After Googling this topic, I find myself filling in a hole in the online human knowledgebase that I can’t imagine I am the only one to wonder about:
Why do all Hollywood aliens look human, or at least have similar stature and biology?
This simple fact is one of the things I’ve never liked about Hollywood sci fi in general.
First, I think we should operationally define what we’re looking for here: a Hollywood alien that is intelligent and reasoning – not something simpler on the evolutionary chain akin to protozoa or bugs.

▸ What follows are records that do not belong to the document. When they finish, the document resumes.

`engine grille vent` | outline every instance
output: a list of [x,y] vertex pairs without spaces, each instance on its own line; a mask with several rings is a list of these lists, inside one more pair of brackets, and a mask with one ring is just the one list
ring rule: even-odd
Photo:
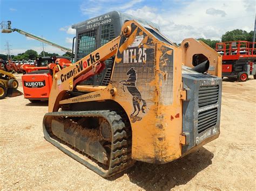
[[217,103],[219,86],[200,86],[198,96],[198,107],[212,105]]
[[204,111],[198,114],[198,133],[216,125],[217,122],[217,108]]
[[109,81],[110,81],[110,77],[111,76],[111,68],[107,68],[106,73],[105,73],[105,76],[103,79],[103,81],[102,82],[103,86],[107,86],[109,84]]

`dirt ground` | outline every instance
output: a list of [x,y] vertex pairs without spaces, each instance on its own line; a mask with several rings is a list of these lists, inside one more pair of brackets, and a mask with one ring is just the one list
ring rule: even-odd
[[23,96],[0,100],[0,188],[255,190],[256,80],[250,77],[224,79],[218,139],[165,165],[137,162],[109,179],[44,139],[47,102],[32,104]]

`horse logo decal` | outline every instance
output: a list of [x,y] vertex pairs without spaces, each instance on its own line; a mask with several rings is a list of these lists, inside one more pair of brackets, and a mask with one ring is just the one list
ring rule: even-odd
[[[131,114],[130,117],[132,120],[132,122],[134,123],[137,121],[140,121],[142,117],[138,116],[140,110],[143,113],[145,114],[145,109],[146,107],[146,101],[142,97],[142,94],[136,86],[137,81],[137,73],[134,67],[131,68],[126,73],[126,75],[129,76],[128,79],[126,80],[121,80],[119,83],[123,83],[123,90],[125,92],[124,87],[125,86],[129,93],[132,96],[132,104],[133,105],[134,111]],[[140,109],[140,103],[143,103],[142,107]],[[137,111],[137,114],[134,115],[135,112]]]

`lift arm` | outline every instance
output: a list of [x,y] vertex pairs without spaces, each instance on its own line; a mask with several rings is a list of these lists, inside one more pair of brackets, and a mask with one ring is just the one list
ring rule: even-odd
[[[132,40],[134,39],[135,36]],[[74,88],[84,91],[90,91],[89,89],[95,89],[95,87],[90,86],[76,86],[77,83],[76,81],[77,80],[79,81],[80,79],[84,79],[83,76],[90,71],[96,72],[98,65],[114,55],[117,52],[120,39],[120,36],[117,37],[73,65],[63,68],[53,75],[49,101],[49,112],[56,111],[58,110],[59,101],[67,91],[72,91]]]
[[19,33],[20,33],[21,34],[25,36],[26,37],[31,38],[33,39],[39,40],[39,41],[40,41],[42,43],[48,44],[49,44],[50,45],[51,45],[51,46],[52,46],[55,47],[56,47],[57,48],[59,48],[62,51],[67,52],[69,52],[70,53],[72,53],[72,50],[71,49],[64,47],[64,46],[59,45],[58,45],[56,43],[51,42],[50,41],[45,40],[45,39],[44,39],[42,38],[37,37],[35,35],[32,34],[31,34],[29,32],[25,32],[25,31],[23,31],[22,30],[20,30],[20,29],[15,29],[15,28],[11,29],[11,22],[10,21],[7,22],[7,24],[5,24],[4,22],[2,22],[1,23],[2,33],[10,33],[12,32],[16,31],[16,32],[18,32]]

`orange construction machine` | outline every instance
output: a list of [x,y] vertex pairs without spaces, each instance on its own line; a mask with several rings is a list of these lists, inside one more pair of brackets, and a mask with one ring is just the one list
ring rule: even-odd
[[131,18],[113,11],[74,26],[77,62],[53,75],[43,119],[48,141],[103,177],[173,161],[220,134],[221,56]]
[[52,76],[60,69],[72,65],[68,58],[39,58],[37,66],[24,65],[22,69],[24,96],[31,102],[48,100]]

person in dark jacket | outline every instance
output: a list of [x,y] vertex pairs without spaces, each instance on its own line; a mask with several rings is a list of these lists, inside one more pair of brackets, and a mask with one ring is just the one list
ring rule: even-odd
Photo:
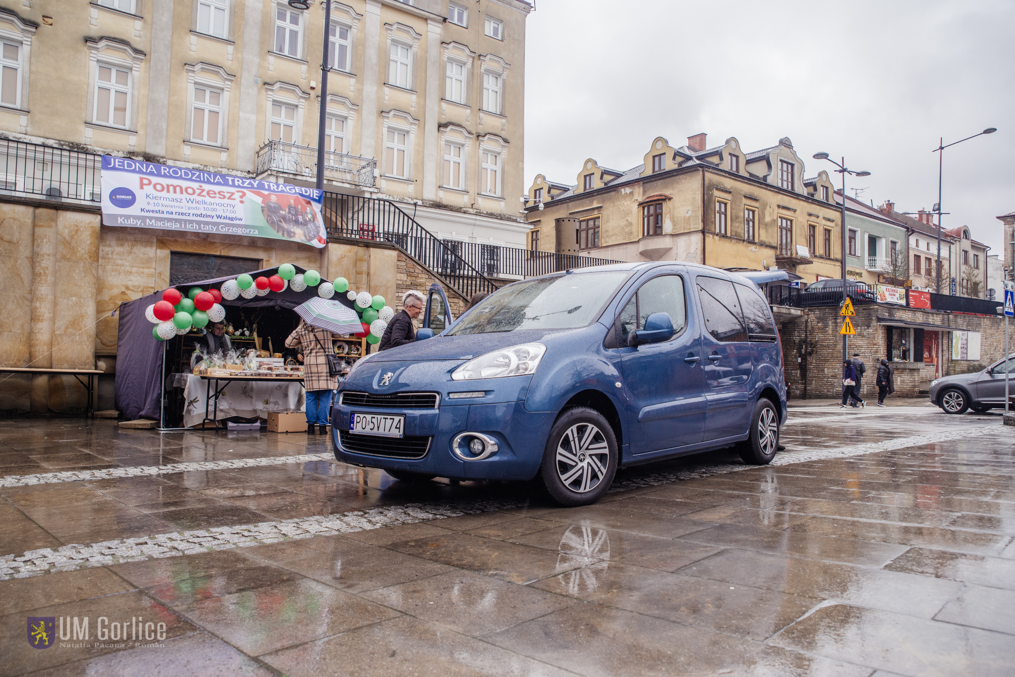
[[881,365],[878,367],[875,385],[878,387],[878,406],[883,407],[885,406],[885,397],[895,392],[895,373],[888,364],[888,360],[883,357]]
[[412,326],[412,321],[423,312],[423,303],[426,297],[415,289],[410,289],[402,294],[402,311],[391,319],[388,328],[384,330],[378,350],[387,350],[396,346],[412,343],[416,340],[416,330]]

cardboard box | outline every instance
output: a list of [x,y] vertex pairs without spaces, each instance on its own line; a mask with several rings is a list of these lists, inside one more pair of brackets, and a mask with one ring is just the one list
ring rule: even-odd
[[287,414],[268,412],[268,430],[270,432],[307,432],[307,414],[293,411]]

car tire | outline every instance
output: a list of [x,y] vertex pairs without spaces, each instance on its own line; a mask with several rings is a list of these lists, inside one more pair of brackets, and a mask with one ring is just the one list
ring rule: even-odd
[[779,411],[771,400],[761,398],[754,404],[747,439],[738,447],[740,458],[748,465],[768,465],[779,451]]
[[588,407],[567,409],[550,429],[539,474],[561,505],[599,500],[617,472],[617,438],[606,418]]
[[941,393],[938,402],[946,414],[964,414],[969,409],[969,396],[958,388],[949,388]]

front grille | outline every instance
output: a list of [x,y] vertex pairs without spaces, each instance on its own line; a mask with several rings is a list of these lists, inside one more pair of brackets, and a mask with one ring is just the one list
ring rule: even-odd
[[436,393],[342,393],[338,403],[347,407],[378,407],[382,409],[436,409],[441,397]]
[[430,448],[430,439],[431,437],[383,437],[338,431],[338,443],[345,451],[391,459],[421,459]]

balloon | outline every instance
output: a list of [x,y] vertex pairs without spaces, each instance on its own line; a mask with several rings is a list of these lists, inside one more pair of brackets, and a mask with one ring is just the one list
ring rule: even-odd
[[[214,304],[215,304],[215,297],[212,296],[207,291],[202,291],[198,295],[194,296],[194,307],[199,311],[207,311]],[[195,327],[197,325],[195,325]]]
[[181,298],[183,298],[183,294],[180,293],[180,289],[170,287],[162,292],[162,300],[167,300],[174,306],[179,303]]
[[167,300],[160,300],[151,308],[151,314],[154,315],[155,319],[159,322],[172,320],[174,313],[173,303]]
[[222,282],[222,298],[232,300],[240,295],[240,285],[235,280],[225,280]]

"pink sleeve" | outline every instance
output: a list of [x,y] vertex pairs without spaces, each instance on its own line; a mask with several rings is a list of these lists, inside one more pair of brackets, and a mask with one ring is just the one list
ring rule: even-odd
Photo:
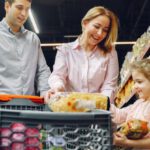
[[107,74],[105,81],[101,87],[101,93],[110,98],[110,102],[114,103],[114,96],[117,88],[119,74],[118,56],[116,50],[112,50],[109,56]]
[[128,113],[130,113],[131,107],[132,105],[119,109],[114,104],[111,104],[110,111],[112,121],[117,125],[124,123],[127,119]]
[[64,87],[66,84],[67,78],[67,64],[66,64],[66,46],[58,47],[58,51],[55,58],[55,64],[53,66],[53,72],[49,77],[48,83],[49,86],[53,88]]

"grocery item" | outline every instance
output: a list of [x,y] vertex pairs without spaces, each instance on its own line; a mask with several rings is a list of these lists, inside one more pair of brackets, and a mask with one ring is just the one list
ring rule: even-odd
[[138,119],[129,120],[121,126],[120,132],[128,139],[140,139],[149,132],[148,123]]
[[48,103],[54,112],[86,112],[93,109],[108,109],[108,97],[99,93],[57,93]]

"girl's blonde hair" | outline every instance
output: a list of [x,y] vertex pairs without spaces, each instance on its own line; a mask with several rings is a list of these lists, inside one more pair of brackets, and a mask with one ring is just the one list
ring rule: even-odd
[[131,71],[137,70],[150,81],[150,58],[135,61],[131,65]]
[[84,31],[83,23],[85,21],[91,21],[98,16],[107,16],[110,19],[110,28],[106,38],[99,43],[99,47],[106,53],[112,49],[112,44],[117,41],[118,37],[118,18],[110,10],[102,6],[96,6],[91,8],[81,21],[82,31]]

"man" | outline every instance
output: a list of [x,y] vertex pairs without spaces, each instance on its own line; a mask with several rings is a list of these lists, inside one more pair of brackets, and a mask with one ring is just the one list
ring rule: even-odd
[[[31,0],[5,0],[0,22],[0,93],[44,96],[50,69],[37,35],[24,28]],[[36,88],[35,88],[36,87]]]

If intelligent life were to exist on other planets, it would most certainly have evolved under vastly different circumstances than those involved in our own evolution: different physical forces and pressures, different chemical compounds, and different (longer?) spans of time. I really have a hard time believing that intelligent aliens, if they exist, would just happen to be so close to our same height, with 2 arms, 2 legs, 2 eyeballs, etc.
I evidently share this belief with astronomer Lord Rees. Rees theory is that actual aliens might be hard to even conceptualize or see. Rees was recently quoted in an article in Times Online:
“I suspect there could be life and intelligence out there in forms we can’t conceive,” he said. “Just as a chimpanzee can’t understand quantum theory, it could be there are aspects of reality that are beyond the capacity of our brains.”
The truth is, I think we humans would really have a hard time imagining what alien life would look like, without relating it back to our own physical world: an assumption that really… lacks imagination.
Or is it that we have the imagination – just not the budget?
A question of budget?
At the outset, I think this is probably the most practical answer. If we’re talking any incarnation of Star Trek or a similar show like Stargate, obviously they can’t afford to do too much more than the guy-in-a-plastic-suit or a couple-bumps-on-the-forehead approach.
Some shows approach the practicalities of budget head-on by writing the budget problem out. Take the new Battlestar Galactica. The Cylons were created by man in their own image, which was quite convenient to the show’s budget. Previous to that, you had other budget-alien scenarios such as that of the Body Snatchers, where parasitic organisms invade and take over and control a human body.
So we’re going to eject from our consideration the parasitic being that invades/infiltrates and inwardly controls other beings. Similarly, let’s throw out shape-shifters (which usually conveniently decide to take human form anyway). Again, what we’re looking is an example of a realistic, intelligent, reasoning and evolved Alien being.
All in all, I think we can forgive TV for the lack of budget. But in an age where 300-million-dollar-plus Hollywood blockbusters are commonplace, why do the big-screen aliens still look human?
Notable examples of anthropocentric Hollywood aliens:
Big human form and size. A little bit taller. Rasta-squid head.
Just because this is the least-human looking, doesn’t mean it’s a winner. It’s more or less human form and size, but a little bit taller.
Film: E.T. the Extra-Terrestrial
Mostly human form. Extendable giraffe neck and glowing body parts.
Film: Numerous films
This is your stereotypical supposed Roswell alien that also gives people anal probes and inverts cows for amusement. He’s been in countless movies and tv shows. Basically an albino with big eyes and a big head. He also does not believe in physical fitness.
The Independence Day alien’s exoskeleton / biosuit.
Film: Independence Day
Two legs, arms. A little bit taller. Tentacles. Actually, this thing was not the alien itself, but kind of a bio-suit – with a head that splits apart to reveal…
The little alien inside the exoskeleton / biosuit
Film: Independence Day
Tiny little guy, otherwise human form with a squid-shaped dome.
Jabba the Hutt.
Film: Return of the Jedi
Two eyes, nose, mouth, two arms. Otherwise a big fat talking slug.
Every patron in the Star Wars cantina.
Film: Star Wars
It’s the same thing. All guys in rubber suits.
Film: The Abyss
Little human jellyfish angels.
Klaatu & Gort
Film: The Day the Earth Stood Still
Both clearly human.
More or less human. Twice as tall, blue, has a tail.
Even a guy like James Cameron, who understands and respects science, biology, and the world we live in, chose to make an anthropocentric alien. Moreover, unlike most in Hollywood, he can pretty much do whatever he wants.
The only non-anthropocentric alien in a big-budget Hollywood movie:
Film: Arrival (2016)
These are 20-30 foot tall seven “legged” creatures that look like vaguely like squid. They communicate with sound, but appear to have no mouths or eyes. They also can form written communication by manipulating “ink” that spews from their “hands” which are shaped like starfish. The environment they live in seems to be a concentration of “thick” gases.